Eugene “Geno” DelGiudice, a member of an illegal gambling ring in Chicago was sentenced to one-year probation. In the first three months of the sentence, the man will be under home detention. Appearing in front of U.S. District Judge Virginia Kendall, Mr. DelGiudice apologized for the wrongdoing.
Prosecutors Charge 10 People Involved in a Gambling Ring
An 85-year-old man involved in a sports gambling ring in Chicago received a sentence of three months of home detention as a part of 1-year probation. Back in July, Eugene “Geno” DelGiudice pleaded guilty to conspiring to conduct an illegal gambling business. He became the first member to be convicted out of 10 people involved in the illegal gambling business. Looking back in February, a total of 10 people were charged over illegal gambling activities. Besides Eugene “Geno” DelGiudice, his son, Vincent “Uncle Mick” DelGiudice was also charged. Although Vincent DelGiudice pleaded not guilty, he may change his plea to guilty next week.
Additional members of the gambling ring, also charged are Justin Hines of Algonquin, Nicholas Stella of Chicago, Matthew Namoff of Midlothian, Vasilios Prassas of Chicago, Matthew “Sweaters” Knight of Mokena, Keith D. Benson of Lemont, and Todd Blanken of Cary. Furthermore, the prosecution led to the indictment and charging of the mayor of north suburban Mettawa, Casey Urlacher who allegedly was also part of the gambling ring.
One Year Sentence of Probation
Appearing before U.S. District Judge Virginia Kendall in a video conference on Monday, Eugene DelGiudice received a one year sentence of probation.

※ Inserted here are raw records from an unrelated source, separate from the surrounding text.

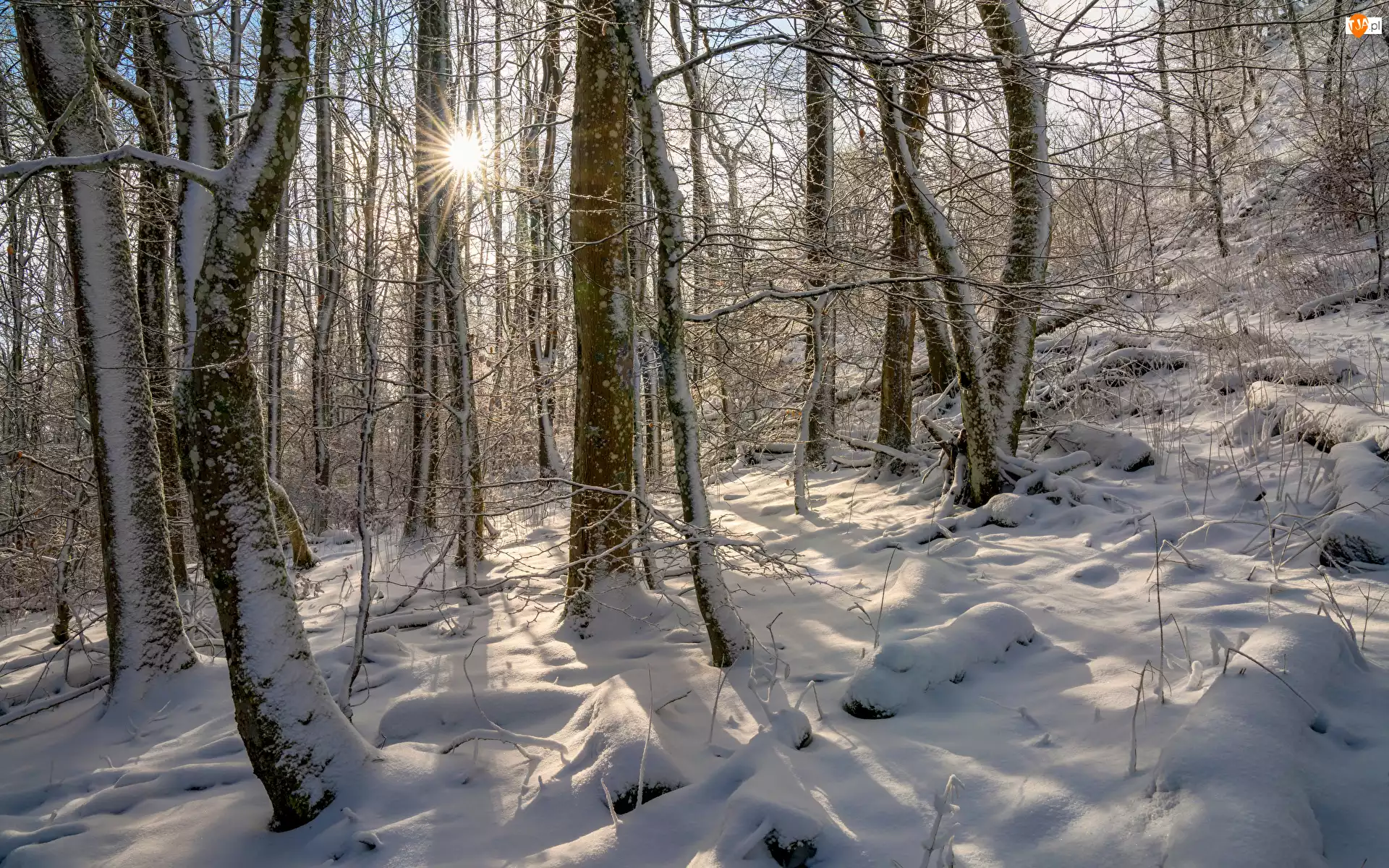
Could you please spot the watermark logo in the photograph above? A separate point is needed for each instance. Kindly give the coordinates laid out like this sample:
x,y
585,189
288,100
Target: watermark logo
x,y
1363,25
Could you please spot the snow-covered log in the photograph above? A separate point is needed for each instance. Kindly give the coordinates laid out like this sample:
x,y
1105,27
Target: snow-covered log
x,y
1106,448
1275,410
902,668
1359,529
1120,365
1328,303
1231,783
1284,370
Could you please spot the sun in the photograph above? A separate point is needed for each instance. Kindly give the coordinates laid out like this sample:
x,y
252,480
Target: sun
x,y
464,155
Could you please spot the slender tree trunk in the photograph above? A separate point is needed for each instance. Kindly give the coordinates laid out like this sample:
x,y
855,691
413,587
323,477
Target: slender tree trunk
x,y
143,623
898,339
993,375
1165,92
433,134
288,516
330,260
727,634
152,274
820,192
276,344
600,517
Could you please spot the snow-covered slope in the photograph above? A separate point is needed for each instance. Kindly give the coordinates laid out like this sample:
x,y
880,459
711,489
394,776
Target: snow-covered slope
x,y
563,733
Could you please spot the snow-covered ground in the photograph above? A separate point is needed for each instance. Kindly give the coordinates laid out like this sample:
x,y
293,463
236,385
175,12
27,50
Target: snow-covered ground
x,y
1058,756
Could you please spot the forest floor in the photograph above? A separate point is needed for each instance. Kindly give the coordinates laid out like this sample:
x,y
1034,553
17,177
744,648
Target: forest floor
x,y
1040,742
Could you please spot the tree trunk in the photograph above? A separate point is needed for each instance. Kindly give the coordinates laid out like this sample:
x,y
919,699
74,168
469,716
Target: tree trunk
x,y
820,193
143,623
898,339
993,377
600,521
288,516
727,634
299,744
433,182
152,277
276,344
328,286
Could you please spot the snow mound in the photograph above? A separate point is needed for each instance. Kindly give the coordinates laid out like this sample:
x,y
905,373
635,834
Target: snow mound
x,y
613,745
1108,448
1231,782
884,684
768,813
750,810
1359,531
1275,410
1284,370
521,707
1124,365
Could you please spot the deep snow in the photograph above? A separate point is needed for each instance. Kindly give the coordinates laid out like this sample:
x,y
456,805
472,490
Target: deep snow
x,y
1228,763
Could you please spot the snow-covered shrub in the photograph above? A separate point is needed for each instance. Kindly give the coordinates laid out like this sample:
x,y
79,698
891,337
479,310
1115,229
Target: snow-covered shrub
x,y
885,682
1106,446
614,745
768,810
1231,783
1359,529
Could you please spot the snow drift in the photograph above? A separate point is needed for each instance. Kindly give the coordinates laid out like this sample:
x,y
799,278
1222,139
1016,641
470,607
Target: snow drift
x,y
883,685
1231,781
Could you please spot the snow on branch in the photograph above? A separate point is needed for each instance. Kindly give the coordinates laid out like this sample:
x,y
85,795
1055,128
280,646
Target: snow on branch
x,y
127,153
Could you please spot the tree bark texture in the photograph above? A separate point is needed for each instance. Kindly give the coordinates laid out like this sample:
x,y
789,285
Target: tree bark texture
x,y
143,623
600,521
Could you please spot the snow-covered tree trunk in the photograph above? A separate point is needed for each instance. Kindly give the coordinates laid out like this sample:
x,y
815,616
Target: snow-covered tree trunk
x,y
276,344
328,286
727,634
143,623
152,276
288,517
299,742
820,195
1008,350
804,436
992,370
434,132
542,317
600,521
904,253
368,332
898,342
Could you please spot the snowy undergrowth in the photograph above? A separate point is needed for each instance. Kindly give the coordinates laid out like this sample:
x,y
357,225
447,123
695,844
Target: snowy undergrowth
x,y
552,736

With that in mind, for the first three months of the sentence, Mr. DelGiudice must stay at home. Judge Kendall did acknowledge that Mr. DelGiudice has led a “largely law-abiding life” besides his gambling offense back in 1996.
“I know what I did was wrong and I’m sorry. I don’t have an excuse, so I ain’t gonna make any,”said Eugene DelGiudice in front of U.S. District Judge Virginia Kendall
The defendant’s attorney David Petrich said in court that his client wasn’t aware of “the mechanics” of the organization. Petrich also stressed that Mr. DelGiudice has not threatened any of the gamblers, nor was able to use a computer at that time.
The Threats of the Illegal Gambling Ring
According to the investigation, Eugene DelGiudice had the role of a “runner” in the gambling ring. Mr. DelGiudice was collecting and delivering big amounts of money upon request from his son. Furthermore, the man also received money as tips, the investigation said. The prosecutors also stressed that millions were generated by the illegal operation annually and that many people were impacted as the ring “preyed on vulnerable individuals, many of whom were hopelessly addicted to gambling.”
“The government has met with victims whose careers, marriages, family life, and lives were jeopardized and harmed by their affiliation with the gambling enterprise,”wrote the Assistant U.S. Attorney Ankur Srivastava
An example which Assistant U.S. Attorney Ankur Srivastava gave was about a gambler who was in debt of the gambling ring. The person was threatened by “agents” of the ring. On one occasion, the gambler in debt was threatened with physical harm, while at some point when his wife was ill, the “agent” of the ring threatened to expose the gambler’s habit, wrote Srivastava. All the threats were aiming at making the gambler repay his debt to the gambling ring.